Universal Sentence Encoder

2018-09-25

NLP

来自Google Research的一篇文章，在这篇文章中作者们提出了一种通用句子编码器，相比于传统的word embedding，该编码器在多个不同的NLP任务上都取得了更好的准确率，可以用来做迁移学习。
paper link
code link

Introduction

In this paper, we present two models for producing sentence embeddings that demonstrate good transfer to a number of other of other NLP tasks.

embed = hub.Module("https://tfhub.dev/google/universal-sentence-encoder/2")
embeddings = embed([
"The quick brown fox jumps over the lazy dog.",
"I am a sentence for which I would like to get its embedding"])

print session.run(embeddings)

# The following are example embedding output of 512 dimensions per sentence
# Embedding for: The quick brown fox jumps over the lazy dog.
# [-0.016987282782793045, -0.008949815295636654, -0.0070627182722091675, ...]
# Embedding for: I am a sentence for which I would like to get its embedding.
# [0.03531332314014435, -0.025384284555912018, -0.007880025543272495, ...]

_This module is about 1GB. Depending on your network speed, it might take a while to load the first time you instantiate it. After that, loading the model should be faster as modules are cached by default (learn more about caching). Further, once a module is loaded to memory, inference time should be relatively fast._

文章共提出两种基于不同网络架构的Universal Sentence Encoder：

Our two encoders have different design goals. One based on the transformer architecture targets high accuracy at
the cost of greater model complexity and resource consumption. The other targets efficient inference with slightly reduced accuracy.

Encoders

Transformer

具体原理参见:https://helicqin.github.io/2018/03/30/Attention%20is%20all%20you%20need/

该结构可实现最好的迁移学习准确率，但当句子长度增加时，计算时间和内存消耗会急剧增加。

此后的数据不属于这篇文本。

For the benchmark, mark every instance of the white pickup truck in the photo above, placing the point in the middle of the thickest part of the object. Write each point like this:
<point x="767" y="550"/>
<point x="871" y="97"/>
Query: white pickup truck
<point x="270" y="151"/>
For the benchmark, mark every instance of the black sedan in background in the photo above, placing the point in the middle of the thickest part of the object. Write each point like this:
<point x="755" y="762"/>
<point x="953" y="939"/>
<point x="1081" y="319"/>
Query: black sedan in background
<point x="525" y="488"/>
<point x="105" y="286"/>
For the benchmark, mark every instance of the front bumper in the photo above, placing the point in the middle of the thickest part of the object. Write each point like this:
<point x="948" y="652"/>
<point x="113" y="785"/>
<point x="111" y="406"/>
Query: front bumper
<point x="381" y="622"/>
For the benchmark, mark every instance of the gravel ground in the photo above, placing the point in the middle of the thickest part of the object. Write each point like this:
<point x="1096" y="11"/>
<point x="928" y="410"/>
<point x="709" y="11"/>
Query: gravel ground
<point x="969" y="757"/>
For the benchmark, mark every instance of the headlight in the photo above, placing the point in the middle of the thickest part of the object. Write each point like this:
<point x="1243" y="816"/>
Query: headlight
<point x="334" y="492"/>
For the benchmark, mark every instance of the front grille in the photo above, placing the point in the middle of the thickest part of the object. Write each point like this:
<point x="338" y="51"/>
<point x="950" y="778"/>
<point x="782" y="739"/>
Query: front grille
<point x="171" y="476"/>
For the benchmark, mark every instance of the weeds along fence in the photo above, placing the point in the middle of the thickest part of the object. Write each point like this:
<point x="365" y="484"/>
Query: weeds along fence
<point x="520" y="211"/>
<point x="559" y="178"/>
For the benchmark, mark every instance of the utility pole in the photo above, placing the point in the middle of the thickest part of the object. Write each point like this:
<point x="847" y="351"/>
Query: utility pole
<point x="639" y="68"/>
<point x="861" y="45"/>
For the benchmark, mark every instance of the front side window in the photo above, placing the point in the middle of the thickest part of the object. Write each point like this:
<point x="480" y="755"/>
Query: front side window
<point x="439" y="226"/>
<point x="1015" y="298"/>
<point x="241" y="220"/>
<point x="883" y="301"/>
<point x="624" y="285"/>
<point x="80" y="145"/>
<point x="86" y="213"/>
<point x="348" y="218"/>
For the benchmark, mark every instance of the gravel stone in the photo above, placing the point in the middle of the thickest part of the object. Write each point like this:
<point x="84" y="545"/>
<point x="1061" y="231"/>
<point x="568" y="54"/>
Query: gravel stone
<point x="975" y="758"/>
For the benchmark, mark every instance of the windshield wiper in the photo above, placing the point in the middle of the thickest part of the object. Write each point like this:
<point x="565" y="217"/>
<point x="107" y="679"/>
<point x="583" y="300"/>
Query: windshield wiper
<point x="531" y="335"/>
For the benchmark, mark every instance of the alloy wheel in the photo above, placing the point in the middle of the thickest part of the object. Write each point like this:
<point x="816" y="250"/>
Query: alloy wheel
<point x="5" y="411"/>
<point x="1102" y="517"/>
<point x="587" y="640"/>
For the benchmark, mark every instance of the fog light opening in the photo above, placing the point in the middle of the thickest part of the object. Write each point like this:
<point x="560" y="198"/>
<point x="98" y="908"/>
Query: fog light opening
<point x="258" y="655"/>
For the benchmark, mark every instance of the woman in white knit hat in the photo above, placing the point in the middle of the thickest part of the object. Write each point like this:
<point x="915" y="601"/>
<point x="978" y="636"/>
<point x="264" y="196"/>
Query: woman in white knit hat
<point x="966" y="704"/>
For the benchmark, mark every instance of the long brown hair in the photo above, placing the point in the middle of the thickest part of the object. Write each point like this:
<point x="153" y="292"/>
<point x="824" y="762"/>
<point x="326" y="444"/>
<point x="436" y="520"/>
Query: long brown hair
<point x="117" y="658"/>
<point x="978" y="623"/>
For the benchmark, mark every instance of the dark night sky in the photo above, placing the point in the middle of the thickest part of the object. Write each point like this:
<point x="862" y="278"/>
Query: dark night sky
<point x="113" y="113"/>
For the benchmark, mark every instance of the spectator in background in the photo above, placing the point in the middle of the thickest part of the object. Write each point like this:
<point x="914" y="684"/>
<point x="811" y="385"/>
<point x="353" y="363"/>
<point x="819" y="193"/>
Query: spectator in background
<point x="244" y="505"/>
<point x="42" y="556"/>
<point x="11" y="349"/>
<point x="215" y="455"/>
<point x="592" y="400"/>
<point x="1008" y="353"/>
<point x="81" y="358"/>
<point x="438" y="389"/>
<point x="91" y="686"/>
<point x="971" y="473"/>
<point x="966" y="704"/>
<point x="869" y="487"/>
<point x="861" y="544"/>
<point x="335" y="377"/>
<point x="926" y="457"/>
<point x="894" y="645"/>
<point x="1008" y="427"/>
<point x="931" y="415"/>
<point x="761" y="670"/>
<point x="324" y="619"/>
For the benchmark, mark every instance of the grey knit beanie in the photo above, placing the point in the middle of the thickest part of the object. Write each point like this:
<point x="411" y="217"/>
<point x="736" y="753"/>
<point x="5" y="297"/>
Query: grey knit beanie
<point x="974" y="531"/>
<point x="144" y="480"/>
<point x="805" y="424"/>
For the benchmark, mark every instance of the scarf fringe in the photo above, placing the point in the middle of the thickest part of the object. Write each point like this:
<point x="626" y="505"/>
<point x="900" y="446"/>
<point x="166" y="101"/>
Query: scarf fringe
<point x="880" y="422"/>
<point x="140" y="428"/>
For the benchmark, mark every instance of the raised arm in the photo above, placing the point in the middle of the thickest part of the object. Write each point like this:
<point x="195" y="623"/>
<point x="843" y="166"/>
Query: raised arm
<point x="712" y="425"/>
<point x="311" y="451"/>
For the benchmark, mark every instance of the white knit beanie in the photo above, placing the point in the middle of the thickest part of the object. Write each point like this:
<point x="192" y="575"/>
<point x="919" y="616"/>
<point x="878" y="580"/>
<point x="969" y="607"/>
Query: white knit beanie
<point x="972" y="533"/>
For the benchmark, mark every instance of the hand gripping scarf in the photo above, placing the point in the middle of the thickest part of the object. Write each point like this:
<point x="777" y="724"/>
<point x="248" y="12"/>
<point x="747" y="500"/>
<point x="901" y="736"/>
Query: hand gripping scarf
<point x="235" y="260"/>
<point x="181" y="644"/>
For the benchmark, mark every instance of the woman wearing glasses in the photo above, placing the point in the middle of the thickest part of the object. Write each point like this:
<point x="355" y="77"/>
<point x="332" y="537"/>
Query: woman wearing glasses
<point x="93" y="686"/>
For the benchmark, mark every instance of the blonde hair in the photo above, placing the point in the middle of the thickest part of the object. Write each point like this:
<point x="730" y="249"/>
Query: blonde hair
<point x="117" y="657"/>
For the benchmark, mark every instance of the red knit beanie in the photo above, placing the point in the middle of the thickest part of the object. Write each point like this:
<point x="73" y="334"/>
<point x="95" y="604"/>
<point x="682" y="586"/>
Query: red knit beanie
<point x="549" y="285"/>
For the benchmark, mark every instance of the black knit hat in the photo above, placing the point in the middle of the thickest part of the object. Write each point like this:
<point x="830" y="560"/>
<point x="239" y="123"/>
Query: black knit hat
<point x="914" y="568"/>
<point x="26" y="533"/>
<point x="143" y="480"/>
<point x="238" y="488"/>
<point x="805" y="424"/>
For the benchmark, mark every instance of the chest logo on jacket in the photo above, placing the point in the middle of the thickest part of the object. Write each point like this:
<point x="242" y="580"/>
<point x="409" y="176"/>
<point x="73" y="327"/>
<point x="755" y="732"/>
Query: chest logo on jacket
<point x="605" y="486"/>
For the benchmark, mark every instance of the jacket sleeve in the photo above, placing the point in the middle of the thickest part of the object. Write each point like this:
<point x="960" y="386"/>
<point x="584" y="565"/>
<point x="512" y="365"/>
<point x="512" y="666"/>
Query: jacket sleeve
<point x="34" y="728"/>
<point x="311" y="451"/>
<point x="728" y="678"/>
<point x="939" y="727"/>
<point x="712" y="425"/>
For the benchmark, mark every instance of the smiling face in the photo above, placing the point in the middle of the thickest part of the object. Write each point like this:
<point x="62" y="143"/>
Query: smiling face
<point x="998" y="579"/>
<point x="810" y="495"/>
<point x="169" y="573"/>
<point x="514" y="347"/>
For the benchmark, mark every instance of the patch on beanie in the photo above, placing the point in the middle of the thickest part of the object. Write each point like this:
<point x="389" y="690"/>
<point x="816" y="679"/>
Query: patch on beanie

Deep Averaging Network (DAN)

The second encoding model makes use of a deep averaging network (DAN) (Iyyer et al.,2015) whereby input embeddings for words and bi-grams are first averaged together and then passed through a feedforward deep neural network (DNN) to produce sentence embeddings.

该结构最大的优势在于计算时间与句子长度呈线性关系。

Transfer Learning Models

对于文本分类任务，将两种结构的sentence encoder的输出作为分类模型的输入；
对于语义相似度任务，直接通过sentence encoder的输出向量计算相似度：

As shown Eq. 1, we first compute the cosine similarity of the two sentence embeddings and then use arccos to convert the cosine similarity into an angular distance.We find that using a similarity based on angular distance
performs better on average than raw cosine similarity.
$$sim(u, v) = (1 - arccos(\frac{u \cdot v}{\left | u \right | \left | v \right |})/\pi ) \: \: \: \:\: \: \: \:\: \: \: \: (1)$$

Baselines

本文共构建两种baselines：

使用word2vec的baseline
未使用任何预训练模型

Combined Transfer Models

本文还尝试将sentence level 和 word level两种模型融合，实验结果如下。

Experiments

MR : Movie review snippet sentiment on a five star scale (Pang and Lee, 2005).
CR : Sentiment of sentences mined from customer reviews (Hu and Liu, 2004).
SUBJ : Subjectivity of sentences from movie reviews and plot summaries (Pang and Lee, 2004).
MPQA : Phrase level opinion polarity from news data (Wiebe et al., 2005).
TREC : Fine grained question classification sourced from TREC (Li and Roth, 2002).
SST : Binary phrase level sentiment classification (Socher et al., 2013).
STS Benchmark : Semantic textual similarity (STS) between sentence pairs scored by Pearson correlation with human judgments (Cer et al.,2017).

实验结论：

基于Transform的USE往往优于DAN
USE优于仅仅使用word level encoder
最优结果往往是sentence level和word level结合

Table 3 illustrates transfer task performance for varying amounts of training data. We observe that, for smaller quantities of data, sentence level transfer learning can achieve surprisingly good task performance. As the training set size increases, models that do not make use of transfer learning approach the performance of the other models.

Conclusion

基于sentence level的USE模型在大部分迁移学习任务上优于word level，尤其是在小规模数据集上，sentence level与word level结合则能实现最佳的准确率。